Metro-Net will be extended to the Lower Elwha Klallam reservation by its completion date in mid-2013.
It also may be expanded to include the city’s eastern and western urban growth areas, Police Chief Terry Gallagher said.
When completed, it will be one of the only — if not the only — citywide Wi-Fi system anywhere in the U.S. to share infrastructure with a separate, public first-responder network.
Metro-Net will allow the on-scene sharing of documents, videos and other images between law enforcement, emergency medical personnel and medical providers, Gallagher said.
Paramedics, for example, will use Metro-Net to help treat a person who collapses in the street by sharing videos of the patient with a hospital that can transmit medical information about the person — and advice — back to the paramedics.
“This has never been done in this country before to the scale we are doing it here,” Gallagher told council members, adding that Port Angeles will become the only completely wireless city in Washington.
The project is funded with $2.6 million in federal stimulus money from the American Recovery and Reinvestment Act of 2009 and $1.4 million from the city that includes employee time spent on the project, upgrades to law enforcement’s Peninsula Communications system and improvements to the city’s fiber-optic capacity, city power resources manager Phil Lusk said.
“There was very little cash outlay,” Gallagher said. “It was primarily prior investments.”
The network already is being activated in certain areas of the city, but service is spotty — and for the most part eventually won’t be free, Lusk said.
OlyPen will provide the wireless service for one free hour per day for all between noon and midnight, Beaudette said Wednesday.
Users will have to use a full hour at one time and won’t be able to spread out their minutes of usage through the 24-hour period.
There also will be 12 free days of Internet service every year — though for this year, there will be only five.
This year, free days will be the Nov. 12 Veterans Day federal holiday, the Nov. 22 and Nov. 23 Thanksgiving Day holiday, Canada’s Boxing Day on Dec. 26, and Dec. 31, Lusk said.
Beaudette said non-OlyPen subscribers will pay $5.95 a day, $15.95 a week or $34.95 a month for the mobile Metro-Net service.
OlyPen customers will pay $4.95 a month for the mobile service, he said.
Fixed-point monthly service will cost $17.95, $27.95 or $37.95 depending on bandwidth.
Part of every customer’s ongoing fee will be paid to the city to help pay for maintenance, he said.
“Also, it’s a big boon for tourism,” Beaudette said.
Metro-Net’s kickoff is intended to coincide with the 11th annual Dungeness Seafood & Crab Festival from Oct. 12-14, he said.
“We want it to be open for the festival so vendors have open Internet connections,” Beaudette said.
The City Council on Tuesday night was enthusiastic about Gallagher’s presentation.
“I think this is a great idea for the city,” former Mayor Dan Di Guilio said.
“I fully support this project.
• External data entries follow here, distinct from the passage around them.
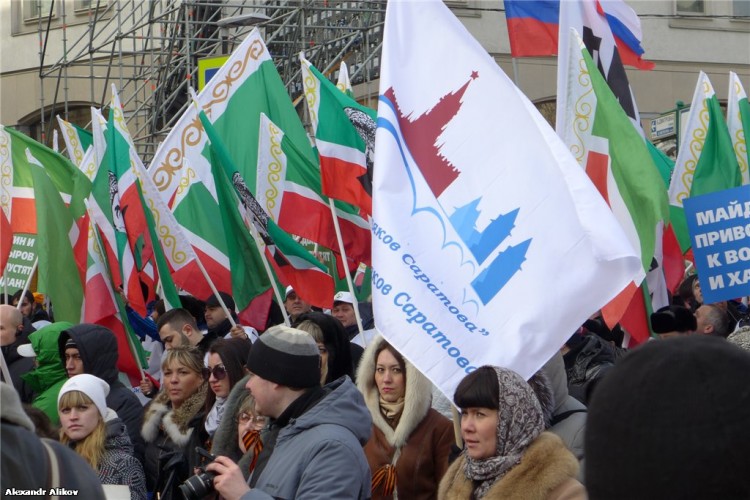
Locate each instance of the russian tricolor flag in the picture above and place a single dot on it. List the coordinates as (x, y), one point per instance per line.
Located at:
(533, 29)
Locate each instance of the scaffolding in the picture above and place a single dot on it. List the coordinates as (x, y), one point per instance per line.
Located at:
(150, 51)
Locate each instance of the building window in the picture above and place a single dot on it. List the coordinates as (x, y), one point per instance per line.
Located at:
(33, 9)
(690, 7)
(741, 8)
(86, 5)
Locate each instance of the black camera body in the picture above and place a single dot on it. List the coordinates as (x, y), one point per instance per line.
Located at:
(201, 484)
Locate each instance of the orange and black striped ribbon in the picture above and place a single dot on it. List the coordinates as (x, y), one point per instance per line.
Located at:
(385, 477)
(253, 443)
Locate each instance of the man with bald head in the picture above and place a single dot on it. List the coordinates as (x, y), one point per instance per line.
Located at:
(12, 334)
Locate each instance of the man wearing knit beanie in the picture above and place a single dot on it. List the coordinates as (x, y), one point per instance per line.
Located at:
(671, 421)
(314, 432)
Not only does it have public safety implications, but I think [for] economic development as well.”
As part of the $2.6 million Broadband Technology Opportunities Program grant, multiple officers can connect to the Internet and communicate through what Gallagher called a wireless “mesh” network to send and receive information.
Public access was a requirement of the grant, though public safety information will be sent over secured connections.
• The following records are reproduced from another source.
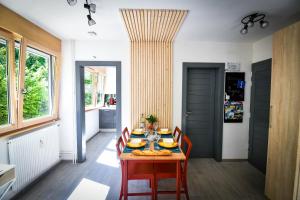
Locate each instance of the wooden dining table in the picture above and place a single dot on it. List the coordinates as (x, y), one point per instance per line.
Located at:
(175, 158)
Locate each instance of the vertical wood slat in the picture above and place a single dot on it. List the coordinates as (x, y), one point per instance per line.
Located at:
(152, 33)
(284, 115)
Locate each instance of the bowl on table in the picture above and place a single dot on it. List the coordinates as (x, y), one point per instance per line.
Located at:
(136, 143)
(138, 131)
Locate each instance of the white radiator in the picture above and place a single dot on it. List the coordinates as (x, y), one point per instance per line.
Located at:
(33, 154)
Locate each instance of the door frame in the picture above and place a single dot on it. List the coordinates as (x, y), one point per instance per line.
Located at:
(257, 64)
(80, 111)
(219, 101)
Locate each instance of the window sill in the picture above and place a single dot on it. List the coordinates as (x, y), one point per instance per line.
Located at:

“The intent is for public safety, but it includes high-speed broadband to what the grant calls underserved areas of the country,” Gallagher said Wednesday.
While accessing cameras at Port Angeles High School, for example, cameras at City Pier can be used as criminal background checks are run — all at once.
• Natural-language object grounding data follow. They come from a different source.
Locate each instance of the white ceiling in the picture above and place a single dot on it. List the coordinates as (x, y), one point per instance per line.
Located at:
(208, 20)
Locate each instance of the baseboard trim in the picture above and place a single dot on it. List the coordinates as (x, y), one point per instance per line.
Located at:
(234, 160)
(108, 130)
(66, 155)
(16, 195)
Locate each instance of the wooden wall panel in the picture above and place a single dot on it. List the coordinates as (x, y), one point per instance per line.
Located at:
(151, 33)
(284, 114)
“The key is that it’s simultaneous,” Gallagher said.
“We can all do it at the same time. It gives us an efficiency we don’t enjoy today. Information is the key to our success,” he said.
“What we will end up with is cutting-edge public safety communication system all working together.”
OlyPen is accepting pre-sign-ups for the fixed-point service, while mobile service will be available in October.